Plasmid pTRS-mraYR10m-sp was transferred by conjugation to WT or the ftsZ-cfp strain with selection for Sm^r Sp^r to get TRS-mraY and ftsZ-cfp:TRS-mraY strain, respectively. Plasmids pP_mraY-mraY and pP_coaT-mraY were transferred by conjugation to TRS-mraY mutant strain with selection for Nm^r to get TRS-mraY:P_mraY-mraY and TRS-mraY:P_coaT-mraY strain, respectively.

The Bacterial Adenylate Cyclase Two-Hybrid System Kit (BATCH) based on the reconstitution of adenylate cyclase was used for testing protein-protein interaction (Battesti and Bouveret, 2012). 32 genes in this study were amplified with primers listed in Supplementary Table 3, and individual PCR products were assembled into linearized pUT18C and pKT25 vectors. All the resulting plasmids were verified by PCR and Sanger sequencing. The plasmids were co-transformed into strain BTH101, and the transformants were plated on solid LB medium containing 50 μg L^–1 ampicillin, 25 μg L^–1 kanamycin, 0.5 mM L^–1 IPTG, and 40 μg L^–1 5-bromo-4-chloro-3-indolyl-b-D-galactopyranoside (X-gal) to estimate the strength of interactions.

A Sdptop EX30 microscope was used to take bright-field images, and an Sdptop EX40 epifluorescence microscope was used to take fluorescence images. A filter [exciter (EX) 379–401, dichroic beamsplitter (DM) 420LP, emitter (EM) 435–485] was used to image HADA fluorescence (exposure time of 200 ms). A filter (EX426-446, DM455LP, EM460-500) was used to image CFP fluorescence (exposure time of 1 s).
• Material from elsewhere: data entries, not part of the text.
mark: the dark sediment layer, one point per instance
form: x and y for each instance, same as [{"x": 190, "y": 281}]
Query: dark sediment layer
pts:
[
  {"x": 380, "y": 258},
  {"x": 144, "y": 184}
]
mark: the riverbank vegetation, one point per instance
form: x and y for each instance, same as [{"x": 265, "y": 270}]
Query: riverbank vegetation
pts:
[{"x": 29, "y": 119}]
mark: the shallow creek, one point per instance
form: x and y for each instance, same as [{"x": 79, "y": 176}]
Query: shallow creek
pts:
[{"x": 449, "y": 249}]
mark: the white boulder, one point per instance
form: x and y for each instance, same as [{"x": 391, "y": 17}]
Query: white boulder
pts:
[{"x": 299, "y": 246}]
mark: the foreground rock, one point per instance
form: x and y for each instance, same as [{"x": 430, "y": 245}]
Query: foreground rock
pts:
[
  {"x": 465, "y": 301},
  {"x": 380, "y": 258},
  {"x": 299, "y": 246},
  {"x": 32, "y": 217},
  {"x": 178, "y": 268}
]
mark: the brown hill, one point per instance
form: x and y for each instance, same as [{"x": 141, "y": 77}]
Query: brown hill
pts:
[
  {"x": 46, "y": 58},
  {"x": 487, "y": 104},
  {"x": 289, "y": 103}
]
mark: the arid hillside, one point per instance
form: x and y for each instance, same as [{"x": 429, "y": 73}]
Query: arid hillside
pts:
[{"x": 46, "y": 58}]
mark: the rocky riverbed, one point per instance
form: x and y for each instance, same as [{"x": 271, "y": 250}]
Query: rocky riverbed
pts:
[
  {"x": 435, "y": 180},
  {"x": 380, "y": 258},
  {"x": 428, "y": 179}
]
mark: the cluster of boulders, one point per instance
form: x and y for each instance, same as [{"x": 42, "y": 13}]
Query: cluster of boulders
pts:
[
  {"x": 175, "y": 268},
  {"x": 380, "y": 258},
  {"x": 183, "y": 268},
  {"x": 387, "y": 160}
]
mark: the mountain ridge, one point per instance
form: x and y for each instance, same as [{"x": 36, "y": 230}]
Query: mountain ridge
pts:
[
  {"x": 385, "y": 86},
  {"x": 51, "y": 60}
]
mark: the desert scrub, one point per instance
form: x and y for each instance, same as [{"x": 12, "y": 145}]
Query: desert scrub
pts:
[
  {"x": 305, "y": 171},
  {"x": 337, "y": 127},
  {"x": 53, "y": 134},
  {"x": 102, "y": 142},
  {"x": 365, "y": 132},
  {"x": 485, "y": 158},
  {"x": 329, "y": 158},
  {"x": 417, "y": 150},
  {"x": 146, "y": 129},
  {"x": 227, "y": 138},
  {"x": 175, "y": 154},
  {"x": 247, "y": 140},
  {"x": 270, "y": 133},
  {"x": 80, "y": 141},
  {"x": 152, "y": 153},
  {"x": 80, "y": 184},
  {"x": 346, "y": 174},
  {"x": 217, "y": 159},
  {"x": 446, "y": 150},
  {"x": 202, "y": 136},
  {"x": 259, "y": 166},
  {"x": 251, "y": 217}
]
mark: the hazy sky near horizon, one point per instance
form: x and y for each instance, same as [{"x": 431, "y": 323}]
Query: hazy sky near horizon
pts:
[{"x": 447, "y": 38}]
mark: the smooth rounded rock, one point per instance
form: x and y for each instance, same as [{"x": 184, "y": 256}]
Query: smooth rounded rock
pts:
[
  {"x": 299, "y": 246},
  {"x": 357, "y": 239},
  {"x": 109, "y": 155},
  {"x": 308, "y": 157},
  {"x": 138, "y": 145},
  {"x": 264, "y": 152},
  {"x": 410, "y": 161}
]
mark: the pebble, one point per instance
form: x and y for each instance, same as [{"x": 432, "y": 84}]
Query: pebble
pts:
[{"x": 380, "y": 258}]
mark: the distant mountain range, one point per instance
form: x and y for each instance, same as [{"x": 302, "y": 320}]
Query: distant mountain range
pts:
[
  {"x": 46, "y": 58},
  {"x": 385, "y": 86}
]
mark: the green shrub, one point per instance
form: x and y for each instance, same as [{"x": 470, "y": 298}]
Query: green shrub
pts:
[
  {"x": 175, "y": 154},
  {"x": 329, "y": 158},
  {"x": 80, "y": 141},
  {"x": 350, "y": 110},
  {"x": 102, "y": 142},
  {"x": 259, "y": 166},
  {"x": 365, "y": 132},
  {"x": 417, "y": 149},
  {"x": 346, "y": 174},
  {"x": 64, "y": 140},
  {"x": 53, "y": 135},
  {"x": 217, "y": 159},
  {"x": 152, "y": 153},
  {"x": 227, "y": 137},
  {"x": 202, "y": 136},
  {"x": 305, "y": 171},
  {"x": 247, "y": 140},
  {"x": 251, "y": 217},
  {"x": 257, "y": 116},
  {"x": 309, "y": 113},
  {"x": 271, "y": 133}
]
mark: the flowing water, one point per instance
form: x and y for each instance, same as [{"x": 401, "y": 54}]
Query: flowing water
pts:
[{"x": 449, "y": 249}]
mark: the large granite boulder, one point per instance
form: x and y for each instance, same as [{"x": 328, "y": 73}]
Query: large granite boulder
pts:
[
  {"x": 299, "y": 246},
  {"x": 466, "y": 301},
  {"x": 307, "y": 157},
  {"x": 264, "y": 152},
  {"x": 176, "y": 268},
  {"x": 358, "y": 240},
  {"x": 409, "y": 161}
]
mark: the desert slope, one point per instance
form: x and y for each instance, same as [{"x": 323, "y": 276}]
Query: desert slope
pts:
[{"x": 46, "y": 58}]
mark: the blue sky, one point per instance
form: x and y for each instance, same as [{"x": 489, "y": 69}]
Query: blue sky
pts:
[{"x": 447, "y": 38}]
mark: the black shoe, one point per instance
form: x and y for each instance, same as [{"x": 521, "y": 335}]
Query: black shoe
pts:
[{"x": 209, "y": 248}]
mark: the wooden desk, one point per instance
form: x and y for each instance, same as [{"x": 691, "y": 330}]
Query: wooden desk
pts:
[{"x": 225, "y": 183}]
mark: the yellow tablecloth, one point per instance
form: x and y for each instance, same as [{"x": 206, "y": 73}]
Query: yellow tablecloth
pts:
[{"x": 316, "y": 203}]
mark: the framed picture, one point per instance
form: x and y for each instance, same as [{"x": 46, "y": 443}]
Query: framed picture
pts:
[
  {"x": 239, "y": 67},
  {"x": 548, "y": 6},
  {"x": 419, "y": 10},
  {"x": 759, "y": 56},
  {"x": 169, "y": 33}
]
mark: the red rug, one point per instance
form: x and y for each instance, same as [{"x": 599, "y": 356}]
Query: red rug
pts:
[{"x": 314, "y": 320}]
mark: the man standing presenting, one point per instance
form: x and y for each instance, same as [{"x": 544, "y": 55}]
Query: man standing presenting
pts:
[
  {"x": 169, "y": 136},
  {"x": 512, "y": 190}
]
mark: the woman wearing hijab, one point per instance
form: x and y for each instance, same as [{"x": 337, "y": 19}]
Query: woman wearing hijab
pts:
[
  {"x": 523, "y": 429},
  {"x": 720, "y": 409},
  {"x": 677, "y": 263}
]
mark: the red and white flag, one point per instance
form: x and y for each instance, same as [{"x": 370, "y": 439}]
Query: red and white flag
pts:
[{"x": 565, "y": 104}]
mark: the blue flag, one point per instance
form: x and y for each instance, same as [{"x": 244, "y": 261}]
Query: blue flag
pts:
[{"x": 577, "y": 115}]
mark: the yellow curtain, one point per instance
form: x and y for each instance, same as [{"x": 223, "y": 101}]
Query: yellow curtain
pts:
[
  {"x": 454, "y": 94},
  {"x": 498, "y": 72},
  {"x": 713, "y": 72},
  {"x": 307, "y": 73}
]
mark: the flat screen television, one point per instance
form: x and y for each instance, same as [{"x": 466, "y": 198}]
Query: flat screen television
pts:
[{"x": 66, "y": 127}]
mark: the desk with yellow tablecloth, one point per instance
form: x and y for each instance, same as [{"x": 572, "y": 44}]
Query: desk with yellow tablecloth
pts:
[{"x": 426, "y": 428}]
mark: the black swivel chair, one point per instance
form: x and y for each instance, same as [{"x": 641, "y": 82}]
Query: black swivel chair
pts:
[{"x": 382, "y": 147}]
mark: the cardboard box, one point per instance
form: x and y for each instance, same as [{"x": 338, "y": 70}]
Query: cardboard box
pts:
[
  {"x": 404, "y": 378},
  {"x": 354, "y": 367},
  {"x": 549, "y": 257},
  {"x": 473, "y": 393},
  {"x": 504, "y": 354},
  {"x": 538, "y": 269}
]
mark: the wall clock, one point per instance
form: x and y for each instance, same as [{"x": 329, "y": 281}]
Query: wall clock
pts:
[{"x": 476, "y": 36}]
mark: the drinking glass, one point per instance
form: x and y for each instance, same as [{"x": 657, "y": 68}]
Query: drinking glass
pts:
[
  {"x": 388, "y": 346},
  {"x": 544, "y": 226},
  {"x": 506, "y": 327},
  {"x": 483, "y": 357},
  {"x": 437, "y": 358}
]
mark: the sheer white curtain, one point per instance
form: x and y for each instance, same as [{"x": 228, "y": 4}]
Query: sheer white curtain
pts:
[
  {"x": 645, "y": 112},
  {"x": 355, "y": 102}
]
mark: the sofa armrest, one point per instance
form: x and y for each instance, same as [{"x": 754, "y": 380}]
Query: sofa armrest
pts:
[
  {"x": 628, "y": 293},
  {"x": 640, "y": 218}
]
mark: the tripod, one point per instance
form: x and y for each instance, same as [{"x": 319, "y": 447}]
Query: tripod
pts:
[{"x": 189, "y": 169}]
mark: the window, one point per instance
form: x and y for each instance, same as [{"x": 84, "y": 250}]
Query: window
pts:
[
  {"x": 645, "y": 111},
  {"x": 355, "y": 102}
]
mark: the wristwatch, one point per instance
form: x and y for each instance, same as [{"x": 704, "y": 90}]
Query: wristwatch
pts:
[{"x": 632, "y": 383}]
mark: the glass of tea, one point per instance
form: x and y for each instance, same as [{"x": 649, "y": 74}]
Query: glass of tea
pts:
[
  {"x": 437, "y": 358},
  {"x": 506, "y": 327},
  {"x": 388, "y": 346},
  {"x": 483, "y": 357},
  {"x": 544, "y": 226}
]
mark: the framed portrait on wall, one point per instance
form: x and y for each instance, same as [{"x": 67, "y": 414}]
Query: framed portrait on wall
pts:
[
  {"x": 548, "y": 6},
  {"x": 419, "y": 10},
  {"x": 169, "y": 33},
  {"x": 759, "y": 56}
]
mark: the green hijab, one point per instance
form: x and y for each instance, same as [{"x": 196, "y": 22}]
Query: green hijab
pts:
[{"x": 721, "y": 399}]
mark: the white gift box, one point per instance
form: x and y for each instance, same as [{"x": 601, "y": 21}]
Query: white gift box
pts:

Fluorescence images were taken with an oil immersion lens objective (100/1.28). All images were processed using ImageJ without deconvolution. Cell length, cell width, cell area and filament length (cells per filament) were analyzed using the ImageJ software of microscopy images. Statistical tests and plotting of data were performed with the GraphPad Prim software or Origin.

For HADA labeling, Anabaena WT was grown in BG11 liquid medium, and TRS-mraY mutant was grown in BG11 liquid medium with 1 mM of TP. WT and TRS-mraY were washed three times in BG11 and incubated with 150 μM of HADA in BG11 without TP or with different concentrations of TP to observe PG synthesis for 24 h at standard growth conditions by microscopy.